Click below to see the quasi-instructional film “Drink For The Heart, Heart For The Road”, the soundtrack of which is the McCabe ditty of the same name. (This is probably the Fassbinderesque peak of Lawrence Lens’s celluloid involvement with AXEMEN).
The “how to” theme of 1985’s “Screen Printing” is carried over and combined with priceless historical reportage and hallucinatory fantasy scenes at McCabe’s unsanitary pad in Christchurch. His school-boy beginnings as a backyard brewer have by this stage guaranteed a constant supply of 1.5 litre (3 pint) “sleek botts” bulging with a murky form of liquid amphetamine (a.k.a. coffee wine).
Occasionally (due to fancy, budgetary constraints, or experimental urges), frozen free-flow carrots, peas and corn were also utilised.
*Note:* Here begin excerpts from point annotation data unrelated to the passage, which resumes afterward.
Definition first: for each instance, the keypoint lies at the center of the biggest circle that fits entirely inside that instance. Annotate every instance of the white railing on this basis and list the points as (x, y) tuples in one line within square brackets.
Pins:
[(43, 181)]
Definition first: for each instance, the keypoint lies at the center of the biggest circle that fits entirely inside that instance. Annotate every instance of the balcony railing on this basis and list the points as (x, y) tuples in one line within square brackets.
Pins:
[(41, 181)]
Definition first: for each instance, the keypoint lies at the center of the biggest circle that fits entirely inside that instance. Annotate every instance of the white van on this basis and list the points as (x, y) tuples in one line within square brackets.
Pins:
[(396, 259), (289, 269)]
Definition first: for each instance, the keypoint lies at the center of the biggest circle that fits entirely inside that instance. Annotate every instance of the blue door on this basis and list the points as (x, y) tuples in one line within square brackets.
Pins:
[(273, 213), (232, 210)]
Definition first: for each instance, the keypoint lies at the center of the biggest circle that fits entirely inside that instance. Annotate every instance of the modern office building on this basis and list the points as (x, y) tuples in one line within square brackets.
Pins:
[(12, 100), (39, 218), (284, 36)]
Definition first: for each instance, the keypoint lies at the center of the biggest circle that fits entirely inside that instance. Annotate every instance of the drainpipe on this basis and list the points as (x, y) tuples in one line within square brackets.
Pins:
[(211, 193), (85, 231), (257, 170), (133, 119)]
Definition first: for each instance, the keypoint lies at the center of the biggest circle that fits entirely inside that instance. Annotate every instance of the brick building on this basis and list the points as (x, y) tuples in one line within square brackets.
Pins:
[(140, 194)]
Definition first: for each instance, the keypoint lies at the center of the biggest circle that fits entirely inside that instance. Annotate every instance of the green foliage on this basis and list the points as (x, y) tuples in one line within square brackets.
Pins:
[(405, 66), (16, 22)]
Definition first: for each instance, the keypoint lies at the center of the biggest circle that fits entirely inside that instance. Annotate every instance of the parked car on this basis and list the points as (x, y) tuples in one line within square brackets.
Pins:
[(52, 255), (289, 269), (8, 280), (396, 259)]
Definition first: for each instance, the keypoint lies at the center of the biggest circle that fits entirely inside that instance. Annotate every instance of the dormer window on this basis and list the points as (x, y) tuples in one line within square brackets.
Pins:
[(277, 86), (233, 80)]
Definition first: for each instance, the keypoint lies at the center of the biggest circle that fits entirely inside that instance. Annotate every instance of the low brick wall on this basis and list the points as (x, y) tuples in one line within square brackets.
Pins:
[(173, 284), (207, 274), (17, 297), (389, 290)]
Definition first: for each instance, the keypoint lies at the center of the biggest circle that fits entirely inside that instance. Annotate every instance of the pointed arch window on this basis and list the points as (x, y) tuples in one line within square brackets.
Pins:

But it was the “Chateau de McCabe” coffee wine which jump-started the boys after a pre-gig snooze on the dance-floor during the previous act; the legendary slurry* powered them through many glorious gigs up and down the emerald isles.
*slurry |ˈslərē|noun ( pl. -ries) a semiliquid mixture, typically of fine particles of manure suspended in water. ORIGIN late Middle Southerish : related to dialect slur [liquid guano], of unknown origin.